This paper by Papernot and McDaniel highlights a fundamental failure of many machine learning models: they fail to identify when an input is “out-of-distribution” and therefore give inaccurately confident predictions when presented with those inputs.
Their proposed solution is interesting. However there will certainly be other proposed solutions. We will see which proves most robust in practice.

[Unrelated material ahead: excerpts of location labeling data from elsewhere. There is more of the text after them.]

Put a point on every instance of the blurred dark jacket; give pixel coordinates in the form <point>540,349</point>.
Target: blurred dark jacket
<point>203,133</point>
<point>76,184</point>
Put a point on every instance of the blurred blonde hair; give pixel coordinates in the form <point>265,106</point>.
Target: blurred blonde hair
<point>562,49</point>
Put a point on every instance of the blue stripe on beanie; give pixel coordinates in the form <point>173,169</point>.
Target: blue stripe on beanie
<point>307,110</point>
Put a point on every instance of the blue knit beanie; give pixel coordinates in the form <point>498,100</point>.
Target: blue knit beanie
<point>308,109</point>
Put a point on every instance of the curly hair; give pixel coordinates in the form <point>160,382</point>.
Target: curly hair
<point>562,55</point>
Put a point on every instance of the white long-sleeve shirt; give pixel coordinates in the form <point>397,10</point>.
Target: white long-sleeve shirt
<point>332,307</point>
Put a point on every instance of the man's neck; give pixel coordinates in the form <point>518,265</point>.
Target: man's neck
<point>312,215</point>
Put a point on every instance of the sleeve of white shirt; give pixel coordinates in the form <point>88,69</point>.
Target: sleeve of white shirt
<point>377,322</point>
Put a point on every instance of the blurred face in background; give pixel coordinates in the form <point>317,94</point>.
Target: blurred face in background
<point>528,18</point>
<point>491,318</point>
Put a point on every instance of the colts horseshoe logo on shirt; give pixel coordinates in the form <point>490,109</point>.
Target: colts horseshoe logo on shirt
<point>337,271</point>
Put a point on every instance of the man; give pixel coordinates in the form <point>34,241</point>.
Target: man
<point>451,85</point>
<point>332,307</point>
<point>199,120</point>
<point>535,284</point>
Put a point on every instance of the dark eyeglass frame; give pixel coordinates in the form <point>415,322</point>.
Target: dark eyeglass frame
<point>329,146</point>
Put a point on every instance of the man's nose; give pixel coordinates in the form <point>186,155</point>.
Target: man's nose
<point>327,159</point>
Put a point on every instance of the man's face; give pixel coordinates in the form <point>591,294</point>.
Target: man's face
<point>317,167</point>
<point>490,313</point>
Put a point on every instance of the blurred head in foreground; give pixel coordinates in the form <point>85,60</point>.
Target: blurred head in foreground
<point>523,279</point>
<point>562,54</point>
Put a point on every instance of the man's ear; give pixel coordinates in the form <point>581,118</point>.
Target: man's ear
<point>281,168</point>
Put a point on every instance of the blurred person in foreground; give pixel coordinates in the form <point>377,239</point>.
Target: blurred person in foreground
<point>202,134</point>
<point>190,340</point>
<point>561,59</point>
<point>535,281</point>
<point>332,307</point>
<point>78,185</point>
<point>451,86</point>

What is more interesting is their good summary of the problem:
More generally, as the ML community moves towards an end-to-end approach to learning, models are taking up roles that used to be fulfilled by pre-processing pipelines. Features are no longer manually engineered to extract a representation of the input. A good example of that is machine translation—significant progress was made by replacing systems engineered for several decades with a holistic sequence-to-sequence model. This lack of pre-processing pipeline generally means that the input domain is less constrained. Despite this, models are deployed with little input validation, which implicitly boils down to expecting the classifier to correctly classify any input that can be represented by their input layer. This goes against one of the fundamental assumptions of machine learning: models should be presented at test time with inputs that fall on their training manifold. Hence, if we deploy a model in an environment were inputs may fall outside of this data manifold, we need mechanisms for figuring out whether a specific input/output pair is acceptable for a given ML model. In security, we sometimes refer to this as admission control. This is what we’d like to achieve by estimating the training data support for a particular prediction.
This problem is most dramatically highlighted via adversarial attacks, such as those illustrated in this paper and this one. However, real world variations of input without any bad actors involved can trigger similar failures.
In practice most data scientists are not conscious of these risks and blithely recommend deploying models without proposing any validating guardrails to go with them.